Science: 2, GOP: 0
In the final weeks of the election, the Republican Party’s complicated relationship with facts came into sharp relief. First, their party line that global warming is a hoax became a not-so-funny punchline when an unprecedented, nearly 1,000-mile-wide storm hit the East Coast. Some hoax.
Then, just before the election you had a number of rightward-leaning pundits dismissing polls, saying “the vibrations feel right” (Peggy Noonan) for Mitt Romney, even predicting a landslide (George Will, Karl Rove). Forget science — they just felt it.
Well, science won again, as super-geek Nate Silver’s poll of polls nailed the outcome in all 50 states.
Teachers Beat Laptops
Idaho may be deep red, but education — voters seemed to say — remains outside the bounds of partisan politics, as they rejected Superintendent of Schools Tom Luna’s controversial reforms.
Another Weak Veep
Choosing a running mate is never going to win the White House, but it should at least help. For all the initial excitement over Paul Ryan as Romney’s No. 2, he didn’t help much. He couldn’t even bag his home state of Wisconsin.

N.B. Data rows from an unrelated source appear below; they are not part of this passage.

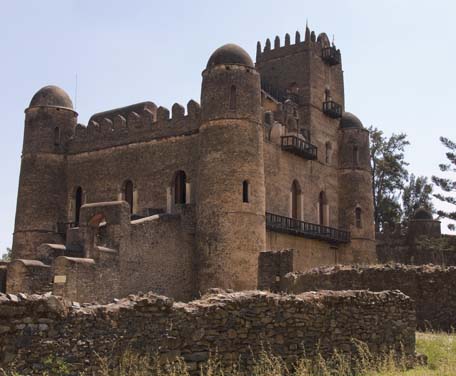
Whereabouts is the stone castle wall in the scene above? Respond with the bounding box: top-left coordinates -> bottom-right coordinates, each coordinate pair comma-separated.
281,264 -> 456,330
0,291 -> 415,375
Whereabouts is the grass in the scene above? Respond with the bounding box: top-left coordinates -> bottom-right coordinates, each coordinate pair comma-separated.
0,333 -> 456,376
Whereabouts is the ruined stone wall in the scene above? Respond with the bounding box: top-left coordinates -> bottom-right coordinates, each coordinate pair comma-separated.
282,264 -> 456,330
376,233 -> 456,266
0,291 -> 415,375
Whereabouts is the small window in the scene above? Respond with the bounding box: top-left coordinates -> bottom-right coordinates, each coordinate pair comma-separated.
123,180 -> 133,213
54,127 -> 60,146
230,85 -> 236,110
325,141 -> 332,164
353,145 -> 359,166
174,171 -> 187,204
242,180 -> 249,202
74,187 -> 82,227
318,191 -> 328,225
355,208 -> 363,228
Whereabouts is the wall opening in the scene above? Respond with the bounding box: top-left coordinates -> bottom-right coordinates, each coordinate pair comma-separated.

As strategists debrief, it will be hard not to conclude that Romney would have been better served by choosing Rob Portman of Ohio or Marco Rubio of Florida. Both have run statewide campaigns, while Ryan only ever had to make his pitch to his safely gerrymandered little corner of Wisconsin.
The King of Counties
If you watched the Washington state results as posted to the Secretary of State’s website Election Night, it washed over you like a big, blue wave. Early on, during the 8 o’clock hour, several Eastern Washington counties’ results were posted, along with a few southwestern counties. Rob McKenna was smoking; Jay Inslee had to be sweating. But closer to 9 pm, King County’s results hit, and — Bam! McKenna’s lead turned into a 50,000-vote deficit. King County gave Inslee a 140,000-vote edge, which wound up making the difference.
It was a stark reminder that the road to Olympia still runs through King County. And that road is now bluer than ever.
So would Spokane County return to 2008, when it seemed to be growing bluer? Or would it get back to 2010, when Eastern Washington’s conservative bent reasserted itself? For an answer, look to the 6th District — our suburban district.
We only had one race in the 6th, as Rep. Kevin Parker did not draw an opponent, and Sen. Michael Baumgartner is not up for re-election until 2014. The one open seat did go Republican, with Jeff Holy besting former legislator Denny Dellwo. Despite the big night for Democrats, Spokane County stayed conservative.